Fetal and pediatric pathology

PubMedID: 27494350

Benjamin T, Amodeo RR, Patil AS, Robinson BK. The Impact of Gestational Age at Delivery on Urologic Outcomes for the Fetus with Hydronephrosis. Fetal Pediatr Pathol. 2016;1-10.
OBJECTIVE
Compare short-term urologic outcomes with delivery timing in fetuses with severe hydronephrosis.

METHODS
An ultrasound database was queried for severe hydronephrosis. Cases were categorized into late preterm/early term (36 0/7 - 38 6/7 weeks) and full term (39 0/7 weeks or greater) groups. Baseline characteristics were compared using standard statistical methods. Spearman's correlation analysis was performed for grade and severity of hydronephrosis on first postnatal ultrasound with gestational age at delivery.

RESULTS
Of 589 cases, 79 (33 late preterm/early term, 46 full term) met criteria. Baseline characteristics were similar between groups.

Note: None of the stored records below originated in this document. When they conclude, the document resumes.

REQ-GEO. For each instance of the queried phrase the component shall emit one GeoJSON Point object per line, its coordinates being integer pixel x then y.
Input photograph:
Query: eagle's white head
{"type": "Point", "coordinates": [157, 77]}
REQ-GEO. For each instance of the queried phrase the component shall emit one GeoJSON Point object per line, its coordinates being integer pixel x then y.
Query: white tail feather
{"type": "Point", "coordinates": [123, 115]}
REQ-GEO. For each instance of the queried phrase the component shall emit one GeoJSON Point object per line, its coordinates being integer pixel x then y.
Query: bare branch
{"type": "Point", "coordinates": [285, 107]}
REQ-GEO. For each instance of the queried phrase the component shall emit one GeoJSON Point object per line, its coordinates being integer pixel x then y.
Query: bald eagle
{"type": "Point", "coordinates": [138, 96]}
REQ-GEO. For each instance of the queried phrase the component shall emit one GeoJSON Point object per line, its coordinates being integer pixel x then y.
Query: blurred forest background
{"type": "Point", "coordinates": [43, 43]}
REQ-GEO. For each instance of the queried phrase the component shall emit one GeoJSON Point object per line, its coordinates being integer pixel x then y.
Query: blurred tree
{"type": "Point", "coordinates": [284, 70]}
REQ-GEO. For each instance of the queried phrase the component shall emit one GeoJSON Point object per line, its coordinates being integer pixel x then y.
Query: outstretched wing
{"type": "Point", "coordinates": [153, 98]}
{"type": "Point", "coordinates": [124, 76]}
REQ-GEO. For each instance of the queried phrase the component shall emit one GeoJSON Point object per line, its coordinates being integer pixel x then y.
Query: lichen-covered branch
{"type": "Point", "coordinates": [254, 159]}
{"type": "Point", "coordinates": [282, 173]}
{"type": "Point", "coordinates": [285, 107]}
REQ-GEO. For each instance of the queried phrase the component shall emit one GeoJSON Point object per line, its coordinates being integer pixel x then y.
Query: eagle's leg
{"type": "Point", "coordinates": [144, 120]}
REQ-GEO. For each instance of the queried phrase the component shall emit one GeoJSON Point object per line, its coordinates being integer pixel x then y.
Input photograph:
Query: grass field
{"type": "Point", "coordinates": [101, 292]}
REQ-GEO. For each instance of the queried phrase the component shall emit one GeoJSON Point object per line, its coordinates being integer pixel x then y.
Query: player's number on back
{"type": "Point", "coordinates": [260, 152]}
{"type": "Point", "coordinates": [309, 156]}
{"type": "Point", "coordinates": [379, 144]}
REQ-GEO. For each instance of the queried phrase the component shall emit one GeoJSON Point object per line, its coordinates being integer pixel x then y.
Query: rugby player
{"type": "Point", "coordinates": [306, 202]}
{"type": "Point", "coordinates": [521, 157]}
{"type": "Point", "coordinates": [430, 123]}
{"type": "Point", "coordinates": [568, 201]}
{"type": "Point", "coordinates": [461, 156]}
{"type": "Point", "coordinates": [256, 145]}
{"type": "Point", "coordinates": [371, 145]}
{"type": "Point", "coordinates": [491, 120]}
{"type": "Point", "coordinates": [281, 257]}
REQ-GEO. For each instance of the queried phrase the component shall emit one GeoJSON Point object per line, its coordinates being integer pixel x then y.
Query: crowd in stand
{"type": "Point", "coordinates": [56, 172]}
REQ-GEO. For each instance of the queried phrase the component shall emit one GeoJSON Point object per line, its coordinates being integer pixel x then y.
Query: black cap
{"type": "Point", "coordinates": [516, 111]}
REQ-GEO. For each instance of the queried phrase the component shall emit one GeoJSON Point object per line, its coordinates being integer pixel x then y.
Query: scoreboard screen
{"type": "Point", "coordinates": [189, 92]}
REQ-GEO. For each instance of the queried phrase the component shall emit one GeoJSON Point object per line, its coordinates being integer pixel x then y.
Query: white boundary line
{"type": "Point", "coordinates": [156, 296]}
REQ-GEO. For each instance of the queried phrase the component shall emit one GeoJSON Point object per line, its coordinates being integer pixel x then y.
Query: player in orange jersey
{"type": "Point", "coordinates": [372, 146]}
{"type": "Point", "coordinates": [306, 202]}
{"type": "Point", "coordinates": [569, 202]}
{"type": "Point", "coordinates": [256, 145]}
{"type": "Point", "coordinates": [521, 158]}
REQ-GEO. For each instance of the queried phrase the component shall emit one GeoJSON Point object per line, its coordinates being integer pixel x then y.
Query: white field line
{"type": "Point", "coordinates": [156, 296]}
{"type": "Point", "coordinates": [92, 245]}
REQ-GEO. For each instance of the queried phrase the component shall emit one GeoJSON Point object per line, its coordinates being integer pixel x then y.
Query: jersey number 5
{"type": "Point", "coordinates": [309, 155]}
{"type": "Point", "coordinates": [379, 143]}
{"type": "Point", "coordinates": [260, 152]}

Spearman's correlation coefficients (rs) indicated that increased postnatal Society for Fetal Urology grade, rs= -0.26 (95% CI [-.48, -.002]), and severity of hydronephrosis, rs= -0.39 (95% CI [-.59, -.14]), both correlated with earlier delivery.

CONCLUSION
Late preterm/early term delivery resulted in worse short-term postnatal renal outcomes. Unless otherwise indicated, delivery for fetal hydronephrosis should be deferred until 39 weeks.